頭蓋と脳脊髄液の役割とは
頭蓋骨は、多くの骨で構成されていて大変複雑な構造をしており、その中には脳脊髄液が絶えず循環しています。この脳脊髄液の循環が悪くなるとさまざまな症状や障害が発症しますが、最近では施術での緩和が可能であることがわかってきています。脳を覆う脳脊髄液と頭蓋の役割や基礎知識、それに関する症例について解説していきます。(公開:2018年12月4日、更新:2021年10月5日)
頭蓋骨の構造
脳を保護している頭蓋骨は、多くの骨で構成されていて複雑な構造をしています。成長とともに徐々に癒合して硬骨になっていきます。頭蓋骨のうち、脳や嗅覚・視覚・聴覚器官等を覆う部分を「脳頭蓋(神経頭蓋)」、口の周辺や耳などを構成する部分を「顔面頭蓋(内蔵頭蓋)」と呼びます。また、側頭骨内側・内耳内には耳小骨(じしょうこつ)が存在しています。
脳頭蓋(神経頭蓋)・・・6種8個
前頭骨(ぜんとうこつ)
頭頂骨(とうちょうこつ)2対
側頭骨(そくとうこつ)2対
後頭骨(こうとうこつ)
蝶形骨(ちょうけいこつ)
篩骨(しこつ)
顔面頭蓋(内臓頭蓋)・・・9種15個
下顎骨(かがくこつ)
上顎骨(じょうがくこつ)2対
頰骨(きょうこつ)2対
口蓋骨(こうがいこつ)2対
鼻骨(びこつ)2対
涙骨(るいこつ)2対
鋤骨(じょこつ)
下鼻甲介(かびこうかい)2対
舌骨(ぜっこつ)
耳小骨・・・3種6個
槌骨(つちこつ)2対
砧骨(きぬたこつ)2対
鐙骨(あぶみこつ)2対
頭蓋骨同士を繋ぐ「頭蓋骨縫合」
頭蓋の骨と骨とのつなぎ目を「頭蓋骨縫合」と呼びます。
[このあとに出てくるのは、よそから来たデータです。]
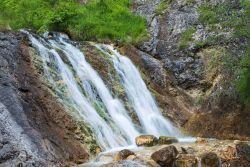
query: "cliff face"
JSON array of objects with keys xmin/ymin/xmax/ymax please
[
  {"xmin": 0, "ymin": 32, "xmax": 88, "ymax": 166},
  {"xmin": 130, "ymin": 0, "xmax": 250, "ymax": 139}
]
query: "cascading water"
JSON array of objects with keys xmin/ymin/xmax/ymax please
[
  {"xmin": 96, "ymin": 45, "xmax": 179, "ymax": 136},
  {"xmin": 23, "ymin": 31, "xmax": 184, "ymax": 153},
  {"xmin": 48, "ymin": 38, "xmax": 139, "ymax": 143},
  {"xmin": 23, "ymin": 31, "xmax": 139, "ymax": 150}
]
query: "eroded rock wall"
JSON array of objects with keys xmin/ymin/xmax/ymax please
[{"xmin": 0, "ymin": 32, "xmax": 88, "ymax": 166}]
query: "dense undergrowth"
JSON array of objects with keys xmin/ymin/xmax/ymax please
[
  {"xmin": 179, "ymin": 0, "xmax": 250, "ymax": 104},
  {"xmin": 0, "ymin": 0, "xmax": 147, "ymax": 43}
]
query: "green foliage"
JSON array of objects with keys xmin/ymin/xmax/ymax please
[
  {"xmin": 199, "ymin": 0, "xmax": 250, "ymax": 104},
  {"xmin": 179, "ymin": 27, "xmax": 195, "ymax": 49},
  {"xmin": 0, "ymin": 0, "xmax": 147, "ymax": 42},
  {"xmin": 237, "ymin": 45, "xmax": 250, "ymax": 104},
  {"xmin": 155, "ymin": 0, "xmax": 173, "ymax": 15}
]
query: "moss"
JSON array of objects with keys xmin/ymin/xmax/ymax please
[{"xmin": 155, "ymin": 0, "xmax": 173, "ymax": 15}]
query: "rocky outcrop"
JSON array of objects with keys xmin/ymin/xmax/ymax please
[
  {"xmin": 151, "ymin": 146, "xmax": 178, "ymax": 167},
  {"xmin": 135, "ymin": 135, "xmax": 157, "ymax": 147},
  {"xmin": 130, "ymin": 0, "xmax": 250, "ymax": 139},
  {"xmin": 103, "ymin": 139, "xmax": 250, "ymax": 167},
  {"xmin": 201, "ymin": 152, "xmax": 221, "ymax": 167},
  {"xmin": 115, "ymin": 149, "xmax": 135, "ymax": 161},
  {"xmin": 0, "ymin": 32, "xmax": 88, "ymax": 166},
  {"xmin": 158, "ymin": 136, "xmax": 178, "ymax": 144}
]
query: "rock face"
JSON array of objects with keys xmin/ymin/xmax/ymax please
[
  {"xmin": 115, "ymin": 149, "xmax": 135, "ymax": 161},
  {"xmin": 131, "ymin": 0, "xmax": 250, "ymax": 140},
  {"xmin": 151, "ymin": 146, "xmax": 178, "ymax": 167},
  {"xmin": 134, "ymin": 0, "xmax": 203, "ymax": 88},
  {"xmin": 0, "ymin": 32, "xmax": 88, "ymax": 166},
  {"xmin": 135, "ymin": 135, "xmax": 157, "ymax": 147},
  {"xmin": 175, "ymin": 154, "xmax": 198, "ymax": 167},
  {"xmin": 236, "ymin": 142, "xmax": 250, "ymax": 164},
  {"xmin": 158, "ymin": 136, "xmax": 178, "ymax": 144},
  {"xmin": 201, "ymin": 153, "xmax": 221, "ymax": 167}
]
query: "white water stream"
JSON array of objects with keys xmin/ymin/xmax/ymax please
[{"xmin": 23, "ymin": 31, "xmax": 190, "ymax": 155}]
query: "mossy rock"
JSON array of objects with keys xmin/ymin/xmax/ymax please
[
  {"xmin": 135, "ymin": 135, "xmax": 158, "ymax": 147},
  {"xmin": 158, "ymin": 136, "xmax": 178, "ymax": 144}
]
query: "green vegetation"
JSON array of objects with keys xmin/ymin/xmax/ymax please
[
  {"xmin": 155, "ymin": 0, "xmax": 173, "ymax": 15},
  {"xmin": 199, "ymin": 0, "xmax": 250, "ymax": 104},
  {"xmin": 0, "ymin": 0, "xmax": 147, "ymax": 43}
]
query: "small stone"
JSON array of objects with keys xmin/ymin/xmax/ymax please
[
  {"xmin": 201, "ymin": 152, "xmax": 221, "ymax": 167},
  {"xmin": 115, "ymin": 149, "xmax": 135, "ymax": 161},
  {"xmin": 135, "ymin": 135, "xmax": 158, "ymax": 147},
  {"xmin": 195, "ymin": 137, "xmax": 208, "ymax": 144},
  {"xmin": 127, "ymin": 155, "xmax": 136, "ymax": 160},
  {"xmin": 151, "ymin": 145, "xmax": 178, "ymax": 167},
  {"xmin": 175, "ymin": 154, "xmax": 198, "ymax": 167},
  {"xmin": 158, "ymin": 136, "xmax": 178, "ymax": 144}
]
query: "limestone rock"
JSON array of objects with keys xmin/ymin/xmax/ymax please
[
  {"xmin": 195, "ymin": 137, "xmax": 208, "ymax": 144},
  {"xmin": 175, "ymin": 154, "xmax": 198, "ymax": 167},
  {"xmin": 135, "ymin": 135, "xmax": 158, "ymax": 147},
  {"xmin": 115, "ymin": 149, "xmax": 135, "ymax": 161},
  {"xmin": 151, "ymin": 145, "xmax": 178, "ymax": 167},
  {"xmin": 236, "ymin": 142, "xmax": 250, "ymax": 164},
  {"xmin": 158, "ymin": 136, "xmax": 178, "ymax": 144},
  {"xmin": 201, "ymin": 152, "xmax": 221, "ymax": 167}
]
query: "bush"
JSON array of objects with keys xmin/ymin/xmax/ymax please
[
  {"xmin": 0, "ymin": 0, "xmax": 147, "ymax": 42},
  {"xmin": 199, "ymin": 0, "xmax": 250, "ymax": 104}
]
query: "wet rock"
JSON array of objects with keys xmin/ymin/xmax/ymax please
[
  {"xmin": 195, "ymin": 137, "xmax": 208, "ymax": 144},
  {"xmin": 219, "ymin": 146, "xmax": 237, "ymax": 161},
  {"xmin": 201, "ymin": 152, "xmax": 221, "ymax": 167},
  {"xmin": 236, "ymin": 142, "xmax": 250, "ymax": 164},
  {"xmin": 151, "ymin": 145, "xmax": 178, "ymax": 167},
  {"xmin": 101, "ymin": 160, "xmax": 148, "ymax": 167},
  {"xmin": 181, "ymin": 147, "xmax": 195, "ymax": 154},
  {"xmin": 175, "ymin": 154, "xmax": 198, "ymax": 167},
  {"xmin": 158, "ymin": 136, "xmax": 178, "ymax": 144},
  {"xmin": 135, "ymin": 135, "xmax": 158, "ymax": 147},
  {"xmin": 115, "ymin": 149, "xmax": 135, "ymax": 161}
]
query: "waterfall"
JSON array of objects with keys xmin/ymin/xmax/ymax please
[
  {"xmin": 22, "ymin": 30, "xmax": 182, "ymax": 150},
  {"xmin": 96, "ymin": 45, "xmax": 178, "ymax": 136},
  {"xmin": 23, "ymin": 31, "xmax": 139, "ymax": 150}
]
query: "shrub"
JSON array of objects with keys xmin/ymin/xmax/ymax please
[{"xmin": 0, "ymin": 0, "xmax": 147, "ymax": 42}]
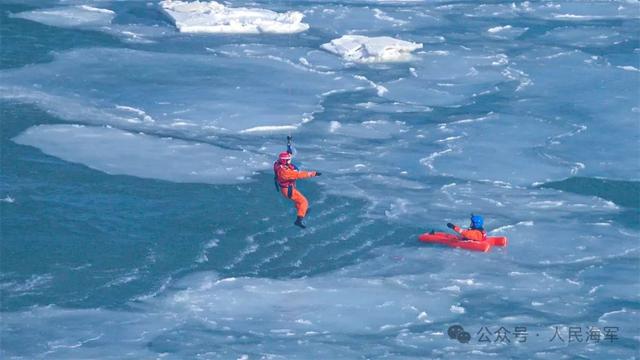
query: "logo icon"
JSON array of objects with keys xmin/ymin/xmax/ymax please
[{"xmin": 447, "ymin": 325, "xmax": 471, "ymax": 344}]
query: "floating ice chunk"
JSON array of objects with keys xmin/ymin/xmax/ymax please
[
  {"xmin": 13, "ymin": 5, "xmax": 116, "ymax": 28},
  {"xmin": 160, "ymin": 0, "xmax": 309, "ymax": 34},
  {"xmin": 14, "ymin": 125, "xmax": 270, "ymax": 184},
  {"xmin": 321, "ymin": 35, "xmax": 422, "ymax": 63}
]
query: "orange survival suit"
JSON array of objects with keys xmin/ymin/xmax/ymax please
[
  {"xmin": 273, "ymin": 152, "xmax": 319, "ymax": 221},
  {"xmin": 452, "ymin": 225, "xmax": 487, "ymax": 241}
]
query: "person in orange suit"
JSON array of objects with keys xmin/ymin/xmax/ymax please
[
  {"xmin": 447, "ymin": 214, "xmax": 487, "ymax": 241},
  {"xmin": 273, "ymin": 139, "xmax": 321, "ymax": 229}
]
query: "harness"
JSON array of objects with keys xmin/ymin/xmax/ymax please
[{"xmin": 273, "ymin": 160, "xmax": 298, "ymax": 198}]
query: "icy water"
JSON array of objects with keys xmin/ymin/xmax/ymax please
[{"xmin": 0, "ymin": 0, "xmax": 640, "ymax": 359}]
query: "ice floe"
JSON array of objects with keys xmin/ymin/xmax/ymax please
[{"xmin": 160, "ymin": 0, "xmax": 309, "ymax": 34}]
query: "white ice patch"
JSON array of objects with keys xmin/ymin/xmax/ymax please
[
  {"xmin": 13, "ymin": 5, "xmax": 116, "ymax": 28},
  {"xmin": 14, "ymin": 125, "xmax": 270, "ymax": 184},
  {"xmin": 160, "ymin": 0, "xmax": 309, "ymax": 34},
  {"xmin": 321, "ymin": 35, "xmax": 422, "ymax": 63}
]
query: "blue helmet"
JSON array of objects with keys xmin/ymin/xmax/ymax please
[{"xmin": 471, "ymin": 214, "xmax": 484, "ymax": 229}]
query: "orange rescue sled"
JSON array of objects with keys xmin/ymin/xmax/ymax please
[{"xmin": 418, "ymin": 232, "xmax": 507, "ymax": 252}]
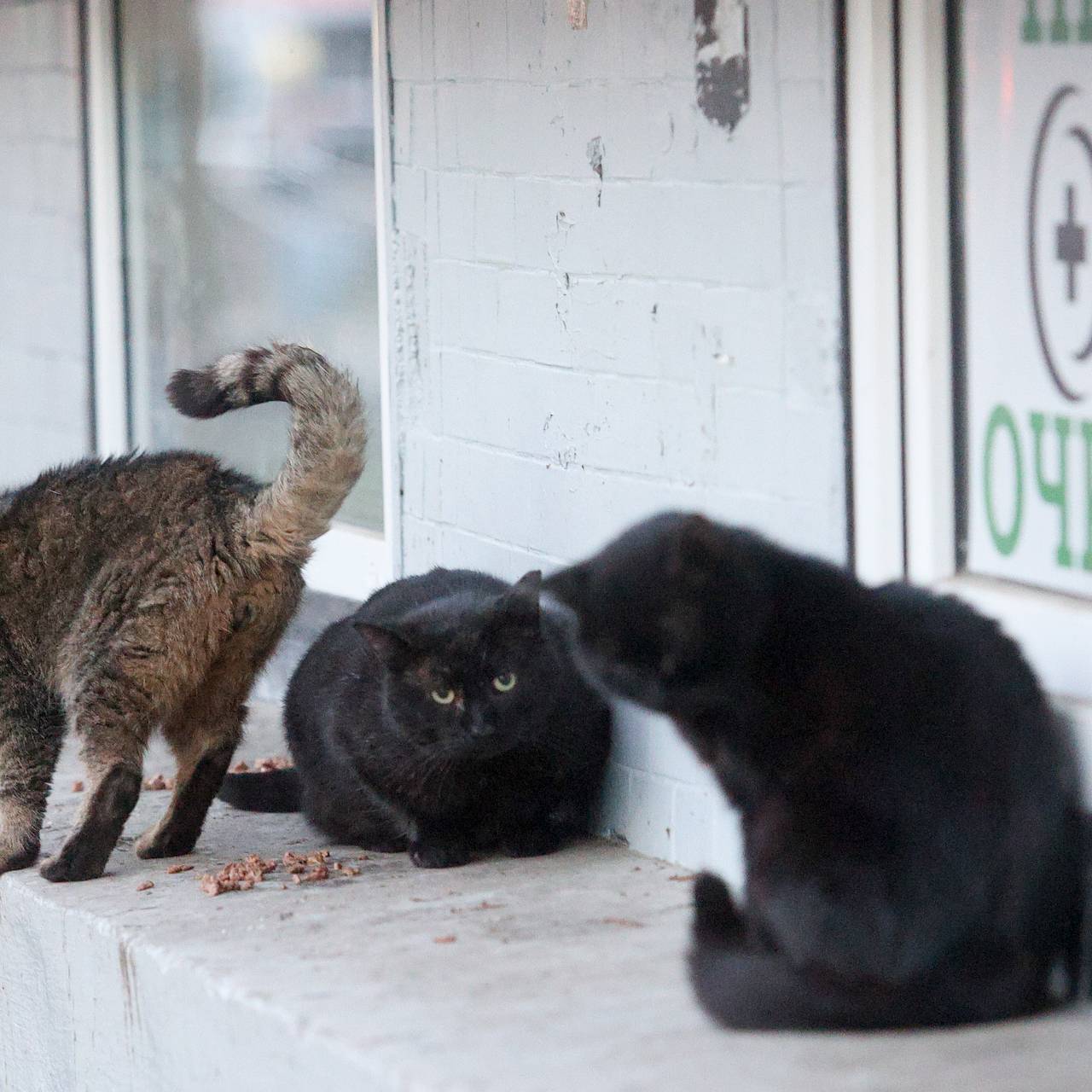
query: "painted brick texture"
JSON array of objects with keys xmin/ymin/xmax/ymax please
[
  {"xmin": 389, "ymin": 0, "xmax": 846, "ymax": 874},
  {"xmin": 0, "ymin": 0, "xmax": 90, "ymax": 488}
]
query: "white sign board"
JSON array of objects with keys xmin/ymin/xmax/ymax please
[{"xmin": 955, "ymin": 0, "xmax": 1092, "ymax": 598}]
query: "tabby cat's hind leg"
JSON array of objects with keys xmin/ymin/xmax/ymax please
[
  {"xmin": 136, "ymin": 598, "xmax": 299, "ymax": 857},
  {"xmin": 0, "ymin": 681, "xmax": 65, "ymax": 873},
  {"xmin": 136, "ymin": 678, "xmax": 250, "ymax": 857}
]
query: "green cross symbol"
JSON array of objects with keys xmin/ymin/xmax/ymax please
[{"xmin": 1056, "ymin": 186, "xmax": 1089, "ymax": 304}]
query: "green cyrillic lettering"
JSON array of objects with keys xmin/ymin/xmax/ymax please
[
  {"xmin": 1031, "ymin": 413, "xmax": 1073, "ymax": 569},
  {"xmin": 985, "ymin": 405, "xmax": 1023, "ymax": 557}
]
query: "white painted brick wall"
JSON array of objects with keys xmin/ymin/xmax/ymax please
[
  {"xmin": 0, "ymin": 0, "xmax": 90, "ymax": 489},
  {"xmin": 389, "ymin": 0, "xmax": 846, "ymax": 876}
]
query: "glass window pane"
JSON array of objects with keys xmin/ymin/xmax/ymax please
[
  {"xmin": 953, "ymin": 0, "xmax": 1092, "ymax": 598},
  {"xmin": 121, "ymin": 0, "xmax": 382, "ymax": 529},
  {"xmin": 0, "ymin": 3, "xmax": 93, "ymax": 492}
]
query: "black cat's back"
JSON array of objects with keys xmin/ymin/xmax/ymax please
[
  {"xmin": 222, "ymin": 568, "xmax": 609, "ymax": 866},
  {"xmin": 547, "ymin": 514, "xmax": 1089, "ymax": 1029}
]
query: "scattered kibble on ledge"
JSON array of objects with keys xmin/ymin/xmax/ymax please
[{"xmin": 198, "ymin": 850, "xmax": 360, "ymax": 896}]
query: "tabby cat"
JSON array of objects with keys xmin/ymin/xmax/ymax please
[{"xmin": 0, "ymin": 345, "xmax": 365, "ymax": 880}]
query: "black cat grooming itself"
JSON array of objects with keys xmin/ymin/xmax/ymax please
[
  {"xmin": 221, "ymin": 569, "xmax": 611, "ymax": 868},
  {"xmin": 545, "ymin": 514, "xmax": 1087, "ymax": 1029}
]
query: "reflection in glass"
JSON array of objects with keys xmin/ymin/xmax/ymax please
[{"xmin": 121, "ymin": 0, "xmax": 382, "ymax": 529}]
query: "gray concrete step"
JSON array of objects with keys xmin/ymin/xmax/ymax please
[{"xmin": 0, "ymin": 706, "xmax": 1092, "ymax": 1092}]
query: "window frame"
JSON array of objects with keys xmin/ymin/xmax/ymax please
[{"xmin": 844, "ymin": 0, "xmax": 1092, "ymax": 712}]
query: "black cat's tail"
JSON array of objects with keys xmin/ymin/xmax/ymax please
[
  {"xmin": 218, "ymin": 767, "xmax": 301, "ymax": 811},
  {"xmin": 690, "ymin": 873, "xmax": 1044, "ymax": 1031}
]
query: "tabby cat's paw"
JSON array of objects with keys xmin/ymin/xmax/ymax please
[
  {"xmin": 410, "ymin": 842, "xmax": 471, "ymax": 868},
  {"xmin": 0, "ymin": 842, "xmax": 42, "ymax": 876},
  {"xmin": 133, "ymin": 827, "xmax": 198, "ymax": 861},
  {"xmin": 694, "ymin": 873, "xmax": 747, "ymax": 944},
  {"xmin": 38, "ymin": 844, "xmax": 109, "ymax": 884}
]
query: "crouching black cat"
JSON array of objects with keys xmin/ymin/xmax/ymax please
[
  {"xmin": 545, "ymin": 514, "xmax": 1088, "ymax": 1029},
  {"xmin": 221, "ymin": 569, "xmax": 611, "ymax": 868}
]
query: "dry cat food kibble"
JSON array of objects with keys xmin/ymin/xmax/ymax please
[
  {"xmin": 198, "ymin": 853, "xmax": 276, "ymax": 894},
  {"xmin": 198, "ymin": 850, "xmax": 360, "ymax": 896},
  {"xmin": 230, "ymin": 754, "xmax": 293, "ymax": 773}
]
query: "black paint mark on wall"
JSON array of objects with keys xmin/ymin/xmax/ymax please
[
  {"xmin": 694, "ymin": 0, "xmax": 750, "ymax": 133},
  {"xmin": 588, "ymin": 136, "xmax": 603, "ymax": 206}
]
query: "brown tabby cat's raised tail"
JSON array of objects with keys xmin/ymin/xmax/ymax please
[
  {"xmin": 0, "ymin": 345, "xmax": 365, "ymax": 880},
  {"xmin": 167, "ymin": 342, "xmax": 365, "ymax": 565}
]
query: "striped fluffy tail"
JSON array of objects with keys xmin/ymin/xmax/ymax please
[{"xmin": 167, "ymin": 343, "xmax": 365, "ymax": 565}]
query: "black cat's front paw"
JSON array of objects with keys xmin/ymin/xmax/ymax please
[
  {"xmin": 500, "ymin": 827, "xmax": 565, "ymax": 857},
  {"xmin": 694, "ymin": 873, "xmax": 747, "ymax": 944},
  {"xmin": 410, "ymin": 842, "xmax": 471, "ymax": 868}
]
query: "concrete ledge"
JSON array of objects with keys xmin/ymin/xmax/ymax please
[{"xmin": 0, "ymin": 710, "xmax": 1092, "ymax": 1092}]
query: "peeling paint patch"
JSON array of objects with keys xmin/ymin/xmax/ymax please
[
  {"xmin": 588, "ymin": 136, "xmax": 603, "ymax": 206},
  {"xmin": 694, "ymin": 0, "xmax": 750, "ymax": 133}
]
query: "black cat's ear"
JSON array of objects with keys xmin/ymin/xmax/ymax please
[
  {"xmin": 352, "ymin": 621, "xmax": 410, "ymax": 664},
  {"xmin": 494, "ymin": 569, "xmax": 543, "ymax": 630},
  {"xmin": 667, "ymin": 512, "xmax": 724, "ymax": 584}
]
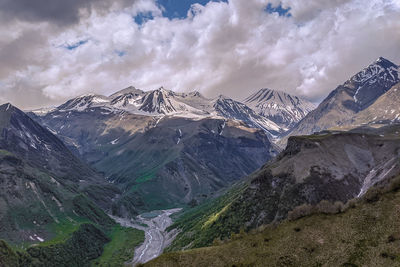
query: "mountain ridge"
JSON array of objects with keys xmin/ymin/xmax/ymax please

脳の成長に合わせて、この縫合部から骨が拡大していきます。成人になるにつれ縫合部分が癒合し強固な頭蓋骨が作られます。
主な頭蓋骨の縫合
矢状縫合(しじょうほうごう)正中線に沿った頭頂骨の間。
冠状縫合(かんじょうほうごう)前頭骨と頭頂骨の間。出生時には存在しない。
ラムダ形縫合(らむだがたほうごう)頭頂骨と後頭骨の間。
鱗状縫合(りんじょうほうごう)頭頂骨と側頭骨の間。
前頭縫合(ぜんとうほうごう)前頭骨の左右中間部。通常は5~6歳頃に消失。
蝶鱗縫合(ちょうりんほうごう)側頭骨鱗部と蝶形骨大翼の間。
頭頂乳突縫合(とうちょうにゅうとつほうごう)頭頂骨と乳様突起の間。
後頭乳突縫合(こうとうにゅうとつほうごう)後頭骨と側頭骨乳突部の間。